In political theory, Hobbes's proclamation that man is, literally, a machine, is probably the best example: "what is the Heart but a Spring, and the Nerves but so many Strings?" So Hobbes doubted that anything in human nature existed that could not be ultimately ascribed to our simplest atomic desire: that for self-preservation. Politics becomes an artificial machine designed to channel these atomic energies. Hume takes this even farther by pointing out that the premises of material science don't even allow you to believe in "causation," since you never observe the causation, only the cause and effect in "constant conjunction." Partly in response, Kant concluded that even "time," the medium of causation, was artificial--i.e., the clock is an illusion--an imposition of the human mind on an inchoate and unknowable reality (the "noumenal"). There are corrolaries here in both religion, where the scientific perspective suggets we must doubt anything that cannot be built up from observable data points, and politics, where "libertarians" doubt that there is any reality beyond the "individual" and his or her desires, which should be harmonized in a mechanistic "contract." Yet if we take the mechanical metaphor seriously, we have to doubt that even what we observe is the ultimate substrata of reality, because there's always something smaller--a problem raised by quantum physics.

The logic at play here seems to me exactly the same as that at work when we talk about individual identity and the continuity of consciousness. As moderns schooled in the metaphors of the clock and microscope, we intuitively doubt that anything "constructed"--like consciousness or the clock--is ultimately real or "natural." But when you think about it this way, you have to ask how much of this is scientific "truth," and how much is a function of the imaginative metaphors by which science projects its world-view and subconsciously shapes our values.

 
At 4:56 PM, Blogger Transient Gadfly said...

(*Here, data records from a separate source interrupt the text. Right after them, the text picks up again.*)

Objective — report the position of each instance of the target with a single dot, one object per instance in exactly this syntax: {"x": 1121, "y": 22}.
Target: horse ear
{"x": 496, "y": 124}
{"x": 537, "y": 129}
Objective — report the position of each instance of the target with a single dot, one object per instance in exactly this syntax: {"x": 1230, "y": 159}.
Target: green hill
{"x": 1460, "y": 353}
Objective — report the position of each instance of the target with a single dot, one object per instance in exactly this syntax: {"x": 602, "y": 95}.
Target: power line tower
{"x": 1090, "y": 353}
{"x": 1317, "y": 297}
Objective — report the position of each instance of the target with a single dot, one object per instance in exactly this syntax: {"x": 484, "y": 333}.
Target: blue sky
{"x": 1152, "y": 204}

Continuity being a "construction" is, in many many ways a much better word than "illusion." I like to think I might have eventually come to it myself had I ever gotten back to this post and gotten around to making this argument.

The Philip K Dickean argument is sort of my jumping off point for this: if someone were to take some sort snap-shot of Emery of sufficient granularity (say, down to the quantum state, for some definition of "quantum state") and then, piece by piece build an exact copy of Emery. We lock you both in a dark closet and spin it around, both of you would come out looking exactly the same, with the same memories, and dizzy. It's my claim that even though one of you is technically a copy of the other, both of you have an equally valid claim of at some point "being" the five year old Emery. We both agree that physical continuity doesn't give you any actual claim to having been that person, your connection to the person is the chemical patterns that formed in your brain between then and now that tell you the experiences of the five year old Emery happened to "you." But the Emery-copy has those exact patterns in his brain as well. At the same time, the copy's (whichever one of you he is) has a definition of continuity from five-year-old Emery to now-Emery that's radically different from the one we more or less take for granted.

Anyway, I never fleshed out that argument. But that was the start of it. As you were.